それが生まれ変わった自分に、二人目の母がつけてくれた自分の名前だった。
「はいはーい、ちょっと待っててー」
整理していた参考書を一旦置いてから声が聞こえた部屋へと向かうと、そこには大量の服に埋もれた母親の姿があった。おう、何をしているんだこの人。見なかったことにして戻ろうかと思ったけれど、無視したら後でもっと面倒な事になりそうなので仕方なく部屋に踏み込んだ。
「何してんの、お母さん」
「服が入ったダンボールを高い所からうっかり落としちゃってこの有様なのよ。
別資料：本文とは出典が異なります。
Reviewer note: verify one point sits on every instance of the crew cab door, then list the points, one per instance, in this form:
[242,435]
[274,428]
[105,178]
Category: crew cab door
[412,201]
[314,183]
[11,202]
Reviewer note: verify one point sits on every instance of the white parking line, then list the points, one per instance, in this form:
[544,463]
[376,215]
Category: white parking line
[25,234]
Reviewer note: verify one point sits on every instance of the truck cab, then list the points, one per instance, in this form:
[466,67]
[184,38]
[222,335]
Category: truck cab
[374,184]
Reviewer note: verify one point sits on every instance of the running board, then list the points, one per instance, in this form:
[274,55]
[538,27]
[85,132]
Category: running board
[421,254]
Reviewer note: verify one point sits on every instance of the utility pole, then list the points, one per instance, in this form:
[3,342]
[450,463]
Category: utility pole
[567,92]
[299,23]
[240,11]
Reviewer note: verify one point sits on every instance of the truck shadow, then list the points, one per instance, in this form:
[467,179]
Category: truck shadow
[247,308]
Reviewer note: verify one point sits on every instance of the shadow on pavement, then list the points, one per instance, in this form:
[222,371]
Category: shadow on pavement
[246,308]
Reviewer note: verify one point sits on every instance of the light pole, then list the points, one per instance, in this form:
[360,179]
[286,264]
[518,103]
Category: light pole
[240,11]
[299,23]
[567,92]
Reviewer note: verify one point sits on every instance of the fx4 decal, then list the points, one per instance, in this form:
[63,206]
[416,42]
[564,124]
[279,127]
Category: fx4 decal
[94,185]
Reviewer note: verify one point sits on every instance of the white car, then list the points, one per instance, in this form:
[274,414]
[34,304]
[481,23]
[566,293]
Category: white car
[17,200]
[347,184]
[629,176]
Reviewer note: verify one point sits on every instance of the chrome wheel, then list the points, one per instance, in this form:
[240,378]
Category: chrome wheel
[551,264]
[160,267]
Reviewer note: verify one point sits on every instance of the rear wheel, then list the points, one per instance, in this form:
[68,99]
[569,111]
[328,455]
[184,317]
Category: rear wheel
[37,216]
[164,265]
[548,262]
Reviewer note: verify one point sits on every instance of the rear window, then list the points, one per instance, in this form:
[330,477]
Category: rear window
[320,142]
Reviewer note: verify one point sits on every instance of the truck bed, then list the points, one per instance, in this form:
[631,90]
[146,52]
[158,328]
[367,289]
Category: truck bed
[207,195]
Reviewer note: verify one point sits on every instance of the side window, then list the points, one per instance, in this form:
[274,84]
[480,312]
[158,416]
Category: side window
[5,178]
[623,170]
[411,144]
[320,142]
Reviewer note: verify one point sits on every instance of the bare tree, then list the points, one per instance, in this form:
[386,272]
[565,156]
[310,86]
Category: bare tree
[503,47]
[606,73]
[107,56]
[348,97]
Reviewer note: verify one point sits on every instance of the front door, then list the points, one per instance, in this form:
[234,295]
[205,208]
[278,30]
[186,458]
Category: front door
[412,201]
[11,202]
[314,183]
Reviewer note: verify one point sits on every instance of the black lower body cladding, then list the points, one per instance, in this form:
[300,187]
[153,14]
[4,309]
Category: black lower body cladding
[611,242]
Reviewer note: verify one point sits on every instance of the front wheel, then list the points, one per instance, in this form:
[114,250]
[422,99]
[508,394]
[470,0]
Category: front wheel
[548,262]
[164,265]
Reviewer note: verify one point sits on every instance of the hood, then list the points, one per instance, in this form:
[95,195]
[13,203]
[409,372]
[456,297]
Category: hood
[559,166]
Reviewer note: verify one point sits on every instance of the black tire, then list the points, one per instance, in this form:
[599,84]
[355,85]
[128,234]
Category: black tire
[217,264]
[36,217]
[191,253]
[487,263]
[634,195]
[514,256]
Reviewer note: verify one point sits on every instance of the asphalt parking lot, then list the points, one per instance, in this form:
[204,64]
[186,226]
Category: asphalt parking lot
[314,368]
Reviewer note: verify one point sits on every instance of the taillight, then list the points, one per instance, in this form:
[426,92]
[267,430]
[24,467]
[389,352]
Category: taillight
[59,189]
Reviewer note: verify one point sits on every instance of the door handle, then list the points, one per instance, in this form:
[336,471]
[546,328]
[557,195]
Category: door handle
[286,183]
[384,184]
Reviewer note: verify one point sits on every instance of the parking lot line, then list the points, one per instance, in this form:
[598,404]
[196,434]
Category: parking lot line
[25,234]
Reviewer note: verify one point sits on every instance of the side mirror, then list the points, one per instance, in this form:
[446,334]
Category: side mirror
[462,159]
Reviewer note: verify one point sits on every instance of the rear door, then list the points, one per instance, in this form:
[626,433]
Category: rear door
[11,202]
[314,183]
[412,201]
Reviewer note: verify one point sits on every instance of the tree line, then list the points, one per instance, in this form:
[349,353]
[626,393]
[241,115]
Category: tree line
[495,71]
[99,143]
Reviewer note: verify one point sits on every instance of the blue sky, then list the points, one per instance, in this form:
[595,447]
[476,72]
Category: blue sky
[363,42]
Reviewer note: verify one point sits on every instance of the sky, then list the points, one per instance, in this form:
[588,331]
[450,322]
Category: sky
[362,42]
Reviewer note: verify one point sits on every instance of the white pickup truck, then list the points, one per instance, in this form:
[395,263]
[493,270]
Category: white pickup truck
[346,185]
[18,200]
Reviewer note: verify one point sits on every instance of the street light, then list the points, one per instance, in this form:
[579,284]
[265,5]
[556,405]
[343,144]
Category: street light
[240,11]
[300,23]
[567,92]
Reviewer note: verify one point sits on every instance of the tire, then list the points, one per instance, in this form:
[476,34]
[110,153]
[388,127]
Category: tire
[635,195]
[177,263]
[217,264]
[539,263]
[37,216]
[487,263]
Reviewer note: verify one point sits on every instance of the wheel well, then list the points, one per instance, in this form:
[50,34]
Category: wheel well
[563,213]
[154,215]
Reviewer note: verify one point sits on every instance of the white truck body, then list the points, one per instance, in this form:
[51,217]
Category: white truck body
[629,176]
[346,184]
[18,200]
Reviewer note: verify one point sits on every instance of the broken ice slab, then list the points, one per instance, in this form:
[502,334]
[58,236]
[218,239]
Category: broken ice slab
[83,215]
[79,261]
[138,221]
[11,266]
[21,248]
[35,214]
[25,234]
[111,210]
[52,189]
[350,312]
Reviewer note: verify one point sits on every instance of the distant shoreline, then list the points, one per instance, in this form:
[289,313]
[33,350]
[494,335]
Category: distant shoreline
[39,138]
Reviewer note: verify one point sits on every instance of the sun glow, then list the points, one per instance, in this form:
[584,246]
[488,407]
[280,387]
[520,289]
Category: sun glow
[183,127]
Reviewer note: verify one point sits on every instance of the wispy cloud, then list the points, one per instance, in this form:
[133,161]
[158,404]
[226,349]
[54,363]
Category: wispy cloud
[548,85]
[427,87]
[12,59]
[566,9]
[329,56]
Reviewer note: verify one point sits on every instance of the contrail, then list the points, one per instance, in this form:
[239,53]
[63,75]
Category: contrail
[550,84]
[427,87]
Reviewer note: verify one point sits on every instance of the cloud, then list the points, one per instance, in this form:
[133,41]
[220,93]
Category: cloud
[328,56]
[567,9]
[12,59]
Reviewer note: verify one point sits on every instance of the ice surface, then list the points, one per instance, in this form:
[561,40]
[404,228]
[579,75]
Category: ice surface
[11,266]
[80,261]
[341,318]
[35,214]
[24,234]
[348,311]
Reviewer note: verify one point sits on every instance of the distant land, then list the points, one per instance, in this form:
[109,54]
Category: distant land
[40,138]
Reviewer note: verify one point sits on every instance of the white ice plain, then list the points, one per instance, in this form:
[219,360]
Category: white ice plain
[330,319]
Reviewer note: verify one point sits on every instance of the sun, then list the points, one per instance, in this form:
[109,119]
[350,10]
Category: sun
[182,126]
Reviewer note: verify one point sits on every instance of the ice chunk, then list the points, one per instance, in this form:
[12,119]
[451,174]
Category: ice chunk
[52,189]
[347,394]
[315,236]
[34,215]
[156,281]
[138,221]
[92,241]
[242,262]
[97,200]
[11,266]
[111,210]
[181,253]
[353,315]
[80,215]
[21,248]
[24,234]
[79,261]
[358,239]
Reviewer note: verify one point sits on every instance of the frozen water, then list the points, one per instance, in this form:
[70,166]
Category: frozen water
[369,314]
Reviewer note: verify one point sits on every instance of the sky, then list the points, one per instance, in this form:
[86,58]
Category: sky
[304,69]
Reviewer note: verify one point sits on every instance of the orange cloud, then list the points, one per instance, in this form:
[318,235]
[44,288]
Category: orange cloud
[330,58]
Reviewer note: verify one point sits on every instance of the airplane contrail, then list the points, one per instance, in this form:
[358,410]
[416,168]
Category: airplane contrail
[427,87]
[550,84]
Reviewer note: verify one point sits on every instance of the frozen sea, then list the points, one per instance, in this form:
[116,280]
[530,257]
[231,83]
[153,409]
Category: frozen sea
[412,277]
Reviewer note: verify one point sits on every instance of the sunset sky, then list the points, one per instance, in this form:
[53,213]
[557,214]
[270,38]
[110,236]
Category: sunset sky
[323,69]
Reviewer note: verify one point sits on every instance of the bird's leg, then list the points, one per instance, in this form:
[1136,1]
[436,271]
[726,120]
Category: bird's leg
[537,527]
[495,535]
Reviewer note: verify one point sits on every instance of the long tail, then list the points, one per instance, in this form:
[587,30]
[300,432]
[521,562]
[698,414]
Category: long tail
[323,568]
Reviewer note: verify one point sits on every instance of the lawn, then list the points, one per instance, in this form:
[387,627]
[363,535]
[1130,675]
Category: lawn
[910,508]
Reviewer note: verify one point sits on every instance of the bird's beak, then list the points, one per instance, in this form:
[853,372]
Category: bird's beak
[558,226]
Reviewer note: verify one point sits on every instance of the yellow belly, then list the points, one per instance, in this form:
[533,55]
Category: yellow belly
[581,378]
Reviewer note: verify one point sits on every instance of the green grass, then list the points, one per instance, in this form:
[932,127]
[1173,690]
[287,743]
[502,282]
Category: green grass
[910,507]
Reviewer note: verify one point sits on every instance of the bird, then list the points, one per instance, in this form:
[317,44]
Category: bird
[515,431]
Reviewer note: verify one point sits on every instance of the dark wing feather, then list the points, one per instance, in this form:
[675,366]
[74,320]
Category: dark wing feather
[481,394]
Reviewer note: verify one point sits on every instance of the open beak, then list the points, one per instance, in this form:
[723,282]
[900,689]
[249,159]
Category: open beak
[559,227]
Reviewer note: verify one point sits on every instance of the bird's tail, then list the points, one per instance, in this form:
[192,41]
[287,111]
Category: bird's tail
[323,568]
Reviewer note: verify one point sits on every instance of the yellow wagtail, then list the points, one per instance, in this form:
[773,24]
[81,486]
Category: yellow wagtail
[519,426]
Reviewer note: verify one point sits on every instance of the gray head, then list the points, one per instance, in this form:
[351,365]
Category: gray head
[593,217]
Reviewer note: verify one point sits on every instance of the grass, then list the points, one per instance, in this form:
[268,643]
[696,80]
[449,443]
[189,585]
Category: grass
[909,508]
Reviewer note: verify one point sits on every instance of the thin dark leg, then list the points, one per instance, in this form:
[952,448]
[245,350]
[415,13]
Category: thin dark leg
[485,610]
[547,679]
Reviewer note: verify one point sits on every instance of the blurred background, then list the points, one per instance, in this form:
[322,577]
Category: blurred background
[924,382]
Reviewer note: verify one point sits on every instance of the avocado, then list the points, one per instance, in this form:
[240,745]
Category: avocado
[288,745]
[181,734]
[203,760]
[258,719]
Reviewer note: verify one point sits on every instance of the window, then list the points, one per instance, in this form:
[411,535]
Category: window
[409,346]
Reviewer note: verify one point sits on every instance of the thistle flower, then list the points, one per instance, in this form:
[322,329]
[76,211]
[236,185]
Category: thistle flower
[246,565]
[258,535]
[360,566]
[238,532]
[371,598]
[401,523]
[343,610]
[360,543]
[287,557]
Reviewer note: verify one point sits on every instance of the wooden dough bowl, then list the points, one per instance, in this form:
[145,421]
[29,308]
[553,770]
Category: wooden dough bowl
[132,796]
手伝ってくれる?」
「しかたないなぁ」
「日向は優しいわぁ。さすが私の娘よねぇ~」
「はいはい、わかったからどいて」
散らばっている服をかき集めて丁寧にたたみ、次々とタンスの中へと仕舞っていく。夏物の衣類をたたんでいると、胸元の辺りにアニメ調の可愛いキャラクターイラストが描かれた見覚えのないTシャツを発見してしまった。
「……これってお母さんの?」
「あらやだ。その服あんたにあげようと思って買ってきたんだけど、行方不明になってたのよね」
「……あっ! そういえば小姫、新しい服を欲しがってたでしょ? このシャツあげる」
「いらないよそんな恥ずかしいシャツ」
ちょうど部屋にやってきた妹の小姫にシャツを見せると、あからさまに嫌そうな顔で拒否された。だよねー。
「じゃあお母さんが着ようかしら」
「「やめて!」」
母の美的センスはかなり酷いので、服は母に頼まずに自分達で買うようにしている。いつだったかシャツを買ってきてとお願いしたら、派手なアロハシャツを買ってきたこともあったっけ。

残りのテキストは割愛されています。